Common coverage limits to verify

  • Diagnosis rules and proof of infertility requirements
  • Prior authorization before treatment starts
  • Network requirements for clinics, labs, pharmacies, and surgery centers
  • Cycle limits, lifetime maximums, or dollar maximums
  • Medication coverage through medical benefit vs. pharmacy benefit
  • Coverage for embryo freezing, storage, donor services, and genetic testing
  • Separate rules for fertility preservation before cancer or other medical treatment

Questions to ask your insurer or HR team

  • Is my plan fully insured or self-funded?
  • Which state regulates this plan, if any?
  • Does the plan cover fertility diagnosis, IUI, IVF, medications, and embryo transfer?
  • Are fertility medications covered under pharmacy benefits or medical benefits?
  • Does the plan require prior authorization or referral?
  • Which clinics, labs, pharmacies, and anesthesia providers are in network?
  • Are there cycle limits, dollar caps, age rules, or diagnosis rules?

Connect coverage to clinic choice

Insurance coverage can change which clinic is practical for you. A clinic may be nearby and clinically appropriate but out of network, or a plan may cover diagnosis at one site and treatment at another. Confirm coverage before scheduling paid treatment.

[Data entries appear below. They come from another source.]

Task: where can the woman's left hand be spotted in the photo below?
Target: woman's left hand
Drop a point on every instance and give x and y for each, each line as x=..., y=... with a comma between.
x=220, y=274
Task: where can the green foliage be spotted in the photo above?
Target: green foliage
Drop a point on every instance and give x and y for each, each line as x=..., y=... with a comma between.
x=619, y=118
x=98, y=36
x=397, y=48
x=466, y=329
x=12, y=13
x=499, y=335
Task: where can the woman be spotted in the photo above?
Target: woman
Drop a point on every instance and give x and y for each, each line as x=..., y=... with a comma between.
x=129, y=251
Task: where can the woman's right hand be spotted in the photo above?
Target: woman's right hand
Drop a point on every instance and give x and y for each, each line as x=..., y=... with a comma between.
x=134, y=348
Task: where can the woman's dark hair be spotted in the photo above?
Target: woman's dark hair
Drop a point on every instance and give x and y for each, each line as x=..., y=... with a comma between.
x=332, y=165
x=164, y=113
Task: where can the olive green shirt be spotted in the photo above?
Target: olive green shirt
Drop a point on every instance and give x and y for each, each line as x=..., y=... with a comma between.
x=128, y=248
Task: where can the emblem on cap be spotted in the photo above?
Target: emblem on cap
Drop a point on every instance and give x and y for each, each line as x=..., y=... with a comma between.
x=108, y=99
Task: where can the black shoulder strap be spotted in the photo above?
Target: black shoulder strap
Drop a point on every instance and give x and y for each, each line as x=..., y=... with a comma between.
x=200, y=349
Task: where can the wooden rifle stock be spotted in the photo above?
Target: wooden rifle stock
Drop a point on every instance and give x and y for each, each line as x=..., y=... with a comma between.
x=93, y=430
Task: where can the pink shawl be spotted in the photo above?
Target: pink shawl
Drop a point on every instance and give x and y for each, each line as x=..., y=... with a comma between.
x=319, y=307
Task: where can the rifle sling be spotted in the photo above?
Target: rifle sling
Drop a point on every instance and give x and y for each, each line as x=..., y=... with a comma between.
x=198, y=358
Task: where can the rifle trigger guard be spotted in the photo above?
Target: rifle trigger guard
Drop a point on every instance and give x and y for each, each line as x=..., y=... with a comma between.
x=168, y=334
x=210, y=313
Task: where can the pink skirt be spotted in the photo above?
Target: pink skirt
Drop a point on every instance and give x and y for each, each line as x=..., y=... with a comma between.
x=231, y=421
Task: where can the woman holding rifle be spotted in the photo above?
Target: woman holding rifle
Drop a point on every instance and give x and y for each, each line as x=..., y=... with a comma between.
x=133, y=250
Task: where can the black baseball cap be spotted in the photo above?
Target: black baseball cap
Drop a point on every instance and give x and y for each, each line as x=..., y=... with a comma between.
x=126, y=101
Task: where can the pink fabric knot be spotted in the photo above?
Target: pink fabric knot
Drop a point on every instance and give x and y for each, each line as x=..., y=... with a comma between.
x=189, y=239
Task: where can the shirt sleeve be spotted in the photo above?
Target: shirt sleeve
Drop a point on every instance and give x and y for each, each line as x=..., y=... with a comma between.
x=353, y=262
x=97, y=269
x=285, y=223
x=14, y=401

Browse clinic profiles, review IVF cost factors, and read how to choose a fertility clinic.

Sources reviewed

Frequently asked questions

Do state fertility mandates apply to every health plan?
No. State insurance mandates generally apply to state-regulated fully insured plans. Self-funded employer plans are usually governed by ERISA and may be exempt from state mandates.
Can a plan cover diagnosis but not IVF?
Yes. Some plans cover diagnostic testing or fertility preservation but not IVF treatment, while others may cover specific treatment categories with limits.
What should I ask before starting treatment?
Ask whether your plan covers diagnosis, medications, monitoring, IVF, IUI, embryo transfer, genetic testing, cryopreservation, donor services, and whether prior authorization or network rules apply.